On October 23, 1811, Hesse-Filipstal-Barchfeld was dismissed from service for health reasons but re-admitted on June 23, 1812, with the promotion to colonel and the appointment in the cavalry. He took part in the Patriotic War of 1812 for the liberation of Europe from Napoleon.
He was seriously wounded on August 29, 1812, at the Battle of Borodino when his leg was torn off by a cannonball.

On August 22, 1826, he was promoted to lieutenant general.

On September 9, 1836, at his own request, he was released from service with the rank of general from cavalry and with the right to wear a uniform; in addition, as a sign of the special favor of Tsar Nicholas I, he was awarded the Order of St.

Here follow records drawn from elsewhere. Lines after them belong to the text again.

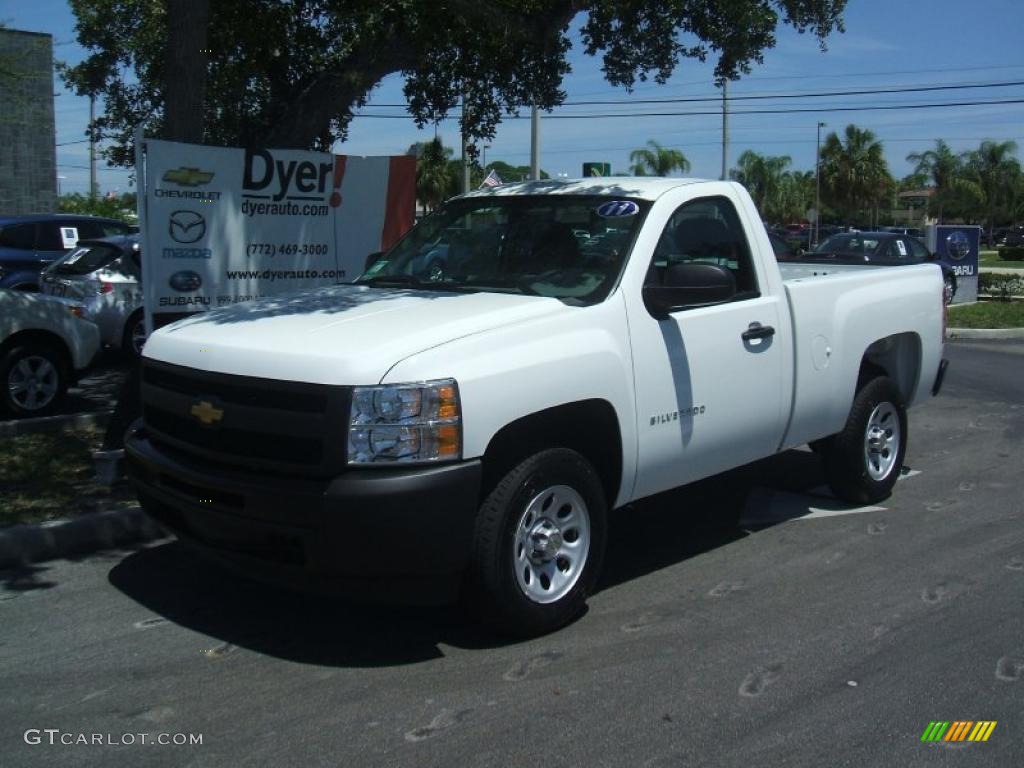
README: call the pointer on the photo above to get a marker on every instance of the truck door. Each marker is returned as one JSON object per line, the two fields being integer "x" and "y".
{"x": 709, "y": 379}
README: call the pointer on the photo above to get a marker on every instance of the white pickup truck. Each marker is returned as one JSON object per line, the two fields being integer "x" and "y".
{"x": 468, "y": 420}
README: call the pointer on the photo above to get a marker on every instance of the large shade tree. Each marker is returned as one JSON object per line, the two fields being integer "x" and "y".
{"x": 654, "y": 160}
{"x": 994, "y": 172}
{"x": 293, "y": 73}
{"x": 854, "y": 173}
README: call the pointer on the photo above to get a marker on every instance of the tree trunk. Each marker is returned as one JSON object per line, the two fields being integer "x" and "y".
{"x": 186, "y": 58}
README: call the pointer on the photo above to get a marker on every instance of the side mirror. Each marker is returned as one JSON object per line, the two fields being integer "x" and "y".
{"x": 689, "y": 286}
{"x": 372, "y": 259}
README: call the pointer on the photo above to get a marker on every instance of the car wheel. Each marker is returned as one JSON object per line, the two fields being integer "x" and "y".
{"x": 34, "y": 380}
{"x": 863, "y": 462}
{"x": 134, "y": 335}
{"x": 539, "y": 544}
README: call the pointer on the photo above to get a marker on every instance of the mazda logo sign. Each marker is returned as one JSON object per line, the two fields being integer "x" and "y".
{"x": 186, "y": 226}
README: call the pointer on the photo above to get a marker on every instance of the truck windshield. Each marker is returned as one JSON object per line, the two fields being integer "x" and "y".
{"x": 569, "y": 248}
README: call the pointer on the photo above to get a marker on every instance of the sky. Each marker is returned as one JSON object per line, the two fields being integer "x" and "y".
{"x": 888, "y": 44}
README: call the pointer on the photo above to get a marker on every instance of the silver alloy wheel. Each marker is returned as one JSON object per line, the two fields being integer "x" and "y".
{"x": 552, "y": 541}
{"x": 33, "y": 382}
{"x": 138, "y": 337}
{"x": 882, "y": 440}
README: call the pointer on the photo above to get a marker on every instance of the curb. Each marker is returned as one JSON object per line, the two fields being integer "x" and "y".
{"x": 985, "y": 333}
{"x": 97, "y": 419}
{"x": 22, "y": 545}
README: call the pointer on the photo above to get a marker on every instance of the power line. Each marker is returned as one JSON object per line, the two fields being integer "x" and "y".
{"x": 788, "y": 111}
{"x": 761, "y": 96}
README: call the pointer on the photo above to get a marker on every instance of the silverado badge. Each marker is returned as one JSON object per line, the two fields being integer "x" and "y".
{"x": 206, "y": 412}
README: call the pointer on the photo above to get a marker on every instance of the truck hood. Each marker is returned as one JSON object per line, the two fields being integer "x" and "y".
{"x": 337, "y": 335}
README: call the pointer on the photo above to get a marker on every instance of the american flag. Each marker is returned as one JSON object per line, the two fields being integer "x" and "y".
{"x": 493, "y": 179}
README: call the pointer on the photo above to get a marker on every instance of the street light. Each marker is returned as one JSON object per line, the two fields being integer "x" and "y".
{"x": 817, "y": 184}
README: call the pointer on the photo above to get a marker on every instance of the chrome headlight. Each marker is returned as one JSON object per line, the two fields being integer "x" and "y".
{"x": 406, "y": 423}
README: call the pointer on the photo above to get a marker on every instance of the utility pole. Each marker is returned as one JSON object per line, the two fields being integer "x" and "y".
{"x": 535, "y": 143}
{"x": 92, "y": 146}
{"x": 725, "y": 129}
{"x": 817, "y": 185}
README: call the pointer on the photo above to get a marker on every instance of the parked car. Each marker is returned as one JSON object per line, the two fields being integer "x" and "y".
{"x": 884, "y": 249}
{"x": 30, "y": 243}
{"x": 474, "y": 433}
{"x": 1011, "y": 237}
{"x": 43, "y": 348}
{"x": 103, "y": 278}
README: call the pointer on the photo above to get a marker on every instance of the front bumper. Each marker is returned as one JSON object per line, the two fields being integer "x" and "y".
{"x": 363, "y": 532}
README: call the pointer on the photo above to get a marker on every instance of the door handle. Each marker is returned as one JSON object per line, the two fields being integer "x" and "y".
{"x": 757, "y": 331}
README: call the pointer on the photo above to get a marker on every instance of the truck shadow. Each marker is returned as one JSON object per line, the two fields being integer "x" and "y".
{"x": 181, "y": 588}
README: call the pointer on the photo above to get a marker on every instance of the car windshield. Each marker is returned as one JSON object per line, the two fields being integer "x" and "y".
{"x": 569, "y": 248}
{"x": 848, "y": 244}
{"x": 86, "y": 259}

Alexander Nevsky for excellent service.

He travelled to Great Britain, where his cousin, Queen Adelaide of Saxe-Meiningen, supported him in finding a good craftsman for an artificial leg. Ernst von Hessen became an Honorary Knight Grand Cross in the Order of Bath and after King William IV died, he was present at the Coronation of Queen Victoria.  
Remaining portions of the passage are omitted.